There are a few antidotes.  As I stated earlier, a study of the Classics can be such an antidote.  I would include religion in this form of study, if religion is studied critically and in historical context.  Various forms of critical thinking can be helpful but probably not sufficient, especially Geometry and Algebra.  Removal from the sources of indoctrination, for example, withdrawal from public schools can be important.  Limiting exposure to modern movies and television is helpful, though I might say that with older children critical analysis can be quite instructional.  Entrenched education in traditional Christianity is indispensable.

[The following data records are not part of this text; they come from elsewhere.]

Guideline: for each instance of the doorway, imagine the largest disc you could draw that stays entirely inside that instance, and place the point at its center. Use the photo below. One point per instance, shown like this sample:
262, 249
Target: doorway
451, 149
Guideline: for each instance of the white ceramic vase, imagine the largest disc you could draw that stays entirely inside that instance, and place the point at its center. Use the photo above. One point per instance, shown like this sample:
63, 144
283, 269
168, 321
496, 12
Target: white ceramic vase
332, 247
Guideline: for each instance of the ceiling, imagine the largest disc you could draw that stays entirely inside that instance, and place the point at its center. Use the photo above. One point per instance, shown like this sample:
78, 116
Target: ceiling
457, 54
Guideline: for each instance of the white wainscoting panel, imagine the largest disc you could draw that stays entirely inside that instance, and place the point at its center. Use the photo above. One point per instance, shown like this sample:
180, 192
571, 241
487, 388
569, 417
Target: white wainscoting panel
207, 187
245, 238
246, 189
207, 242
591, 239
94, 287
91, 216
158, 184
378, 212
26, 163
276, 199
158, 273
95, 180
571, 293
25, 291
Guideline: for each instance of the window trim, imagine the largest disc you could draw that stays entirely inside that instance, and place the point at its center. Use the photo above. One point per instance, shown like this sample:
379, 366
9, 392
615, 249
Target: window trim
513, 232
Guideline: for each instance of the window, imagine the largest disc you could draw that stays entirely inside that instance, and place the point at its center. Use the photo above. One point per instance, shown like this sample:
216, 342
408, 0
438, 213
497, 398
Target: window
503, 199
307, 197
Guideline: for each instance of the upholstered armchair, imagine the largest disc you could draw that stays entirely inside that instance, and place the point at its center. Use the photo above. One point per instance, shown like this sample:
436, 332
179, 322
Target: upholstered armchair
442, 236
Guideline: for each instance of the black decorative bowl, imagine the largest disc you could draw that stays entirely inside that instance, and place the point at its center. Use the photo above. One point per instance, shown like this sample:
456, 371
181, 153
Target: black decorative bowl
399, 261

The forces of change in our culture are strong and hard to resist.  Some of these changes are mostly good, for example, the civil rights movement.  Others are mostly bad, for example, the secularization of our culture.  In principle, not one of these changes is entirely good or entirely bad.  But for small children, it's just better to believe the men in the white hats are good guys and the men in the black hats are bad guys.  They can learn to differentiate when they get older.  The trouble is that nowadays the public schools, the media, and the entertainment industry teach children that there's really no such thing as good guys and bad guys, that bad guys are just misunderstood and good guys are just the one's on our side.  In such a relativistic world, young people don't stand much chance of distinguishing the good from the bad when they become young adults.  God help us all.